当業者であれば、本明細書に記載される本発明が、具体的に記載した以外の変形形態および変更形態が可能であることを理解するであろう。本発明はその趣旨および範囲に含まれるそうした変形形態および変更形態をすべて含むものと理解されたい。本発明はまた、本明細書で言及するまたは示す、すべての工程、特徴、組成物、および化合物を個別にまたはまとめて、ならびにそうした工程または特徴の任意の2つ以上のあらゆるすべての組み合わせを含む。 Those skilled in the art will appreciate that the invention described herein is capable of modifications and modifications other than those specifically described. It should be understood that the present invention includes all such variants and modifications included in its intent and scope. The invention also includes all the steps, features, compositions, and compounds referred to or shown herein individually or collectively, and any combination of any two or more of such steps or features. ..

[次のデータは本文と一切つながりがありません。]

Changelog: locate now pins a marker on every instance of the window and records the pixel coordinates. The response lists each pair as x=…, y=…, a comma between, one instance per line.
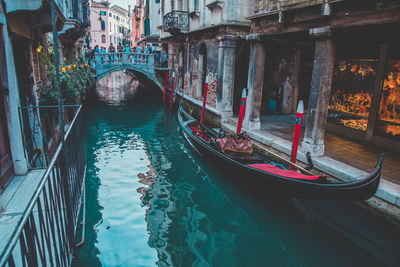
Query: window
x=388, y=124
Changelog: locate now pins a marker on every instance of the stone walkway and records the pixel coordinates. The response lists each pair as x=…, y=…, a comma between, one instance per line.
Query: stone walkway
x=356, y=154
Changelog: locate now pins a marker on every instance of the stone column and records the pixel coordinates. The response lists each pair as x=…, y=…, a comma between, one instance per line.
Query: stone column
x=226, y=74
x=255, y=83
x=321, y=82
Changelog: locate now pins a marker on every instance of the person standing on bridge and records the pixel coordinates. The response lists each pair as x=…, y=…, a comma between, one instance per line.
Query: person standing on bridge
x=102, y=51
x=139, y=50
x=165, y=59
x=111, y=49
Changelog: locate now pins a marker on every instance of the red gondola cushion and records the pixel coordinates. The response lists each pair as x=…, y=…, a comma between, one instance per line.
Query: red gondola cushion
x=278, y=171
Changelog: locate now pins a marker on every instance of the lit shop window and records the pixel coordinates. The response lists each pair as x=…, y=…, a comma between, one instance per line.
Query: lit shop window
x=352, y=87
x=388, y=124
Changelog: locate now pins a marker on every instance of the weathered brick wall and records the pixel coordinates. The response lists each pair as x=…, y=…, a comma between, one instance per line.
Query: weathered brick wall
x=271, y=5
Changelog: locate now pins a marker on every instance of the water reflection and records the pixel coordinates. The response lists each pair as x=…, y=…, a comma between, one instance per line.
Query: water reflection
x=151, y=202
x=116, y=87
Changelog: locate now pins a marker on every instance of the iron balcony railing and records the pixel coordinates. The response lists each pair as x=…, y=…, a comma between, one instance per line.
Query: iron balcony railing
x=176, y=22
x=45, y=233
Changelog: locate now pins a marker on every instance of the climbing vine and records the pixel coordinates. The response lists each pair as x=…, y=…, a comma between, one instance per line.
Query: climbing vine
x=76, y=78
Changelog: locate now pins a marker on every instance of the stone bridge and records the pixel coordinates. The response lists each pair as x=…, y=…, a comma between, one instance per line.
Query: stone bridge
x=139, y=63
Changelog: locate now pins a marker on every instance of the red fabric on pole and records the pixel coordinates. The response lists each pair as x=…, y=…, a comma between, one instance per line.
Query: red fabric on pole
x=296, y=137
x=165, y=86
x=172, y=93
x=241, y=114
x=204, y=103
x=286, y=173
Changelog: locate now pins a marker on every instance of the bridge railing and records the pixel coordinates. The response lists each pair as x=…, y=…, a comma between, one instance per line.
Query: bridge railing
x=124, y=58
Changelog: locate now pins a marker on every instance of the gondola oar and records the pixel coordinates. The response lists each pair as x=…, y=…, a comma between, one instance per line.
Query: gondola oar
x=297, y=129
x=242, y=109
x=172, y=91
x=204, y=100
x=165, y=86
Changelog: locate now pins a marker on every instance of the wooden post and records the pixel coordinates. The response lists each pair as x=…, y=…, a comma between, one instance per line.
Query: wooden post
x=321, y=83
x=297, y=130
x=204, y=100
x=242, y=109
x=165, y=86
x=376, y=95
x=171, y=97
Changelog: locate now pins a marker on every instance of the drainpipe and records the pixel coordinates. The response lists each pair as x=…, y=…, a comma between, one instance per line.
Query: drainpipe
x=56, y=67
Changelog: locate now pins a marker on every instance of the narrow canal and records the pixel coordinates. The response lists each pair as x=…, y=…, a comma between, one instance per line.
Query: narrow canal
x=151, y=201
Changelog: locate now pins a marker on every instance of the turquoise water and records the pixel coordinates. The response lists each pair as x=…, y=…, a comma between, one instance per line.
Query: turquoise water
x=151, y=201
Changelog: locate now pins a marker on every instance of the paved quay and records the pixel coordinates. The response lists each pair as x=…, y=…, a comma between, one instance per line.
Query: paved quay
x=344, y=159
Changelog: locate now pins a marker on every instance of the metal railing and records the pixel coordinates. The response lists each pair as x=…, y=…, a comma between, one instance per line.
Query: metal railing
x=176, y=21
x=45, y=233
x=40, y=132
x=125, y=58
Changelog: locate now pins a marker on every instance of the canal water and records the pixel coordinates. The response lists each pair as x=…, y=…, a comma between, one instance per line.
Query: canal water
x=151, y=201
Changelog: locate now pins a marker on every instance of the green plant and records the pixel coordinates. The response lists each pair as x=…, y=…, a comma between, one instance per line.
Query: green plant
x=74, y=80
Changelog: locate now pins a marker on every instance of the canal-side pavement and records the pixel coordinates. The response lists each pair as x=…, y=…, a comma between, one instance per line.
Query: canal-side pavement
x=387, y=198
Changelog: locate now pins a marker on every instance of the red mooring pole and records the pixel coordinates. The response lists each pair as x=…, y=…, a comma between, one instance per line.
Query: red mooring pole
x=297, y=129
x=172, y=91
x=204, y=100
x=165, y=86
x=242, y=109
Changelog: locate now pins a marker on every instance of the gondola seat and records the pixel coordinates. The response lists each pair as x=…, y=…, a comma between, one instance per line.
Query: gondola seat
x=286, y=173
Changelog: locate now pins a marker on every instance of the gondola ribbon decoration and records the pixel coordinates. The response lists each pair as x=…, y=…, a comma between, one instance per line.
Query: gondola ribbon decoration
x=172, y=91
x=165, y=86
x=204, y=100
x=297, y=129
x=242, y=109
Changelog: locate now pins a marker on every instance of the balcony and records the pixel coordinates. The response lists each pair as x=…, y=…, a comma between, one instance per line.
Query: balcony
x=176, y=22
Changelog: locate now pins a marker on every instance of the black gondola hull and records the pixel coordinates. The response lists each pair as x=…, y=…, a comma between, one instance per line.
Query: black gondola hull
x=354, y=190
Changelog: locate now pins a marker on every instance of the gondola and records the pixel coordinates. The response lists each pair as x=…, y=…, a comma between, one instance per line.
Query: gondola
x=264, y=173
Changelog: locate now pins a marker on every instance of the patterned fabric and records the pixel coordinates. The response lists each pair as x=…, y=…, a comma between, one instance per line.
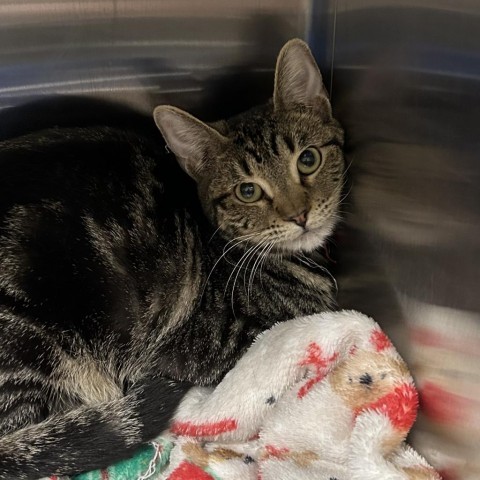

本明細書および以下の特許請求の範囲を通じて、文脈に特に定めのないかぎり、「含む(comprise)」という単語ならびに「comprises」および「comprising」などのその変化形は、記載の整数もしくは工程、または整数もしくは工程の群の包含を意味するが、任意の他の整数もしくは工程、または整数もしくは工程の群の排除を意味するものではないことを理解されたい。 Throughout this specification and the claims below, unless otherwise specified in the context, the word "comprise" and its variants such as "comprises" and "comprising" are the integers or steps described, or It should be understood that it means the inclusion of an integer or group of steps, but not the exclusion of any other integer or step, or group of integers or steps.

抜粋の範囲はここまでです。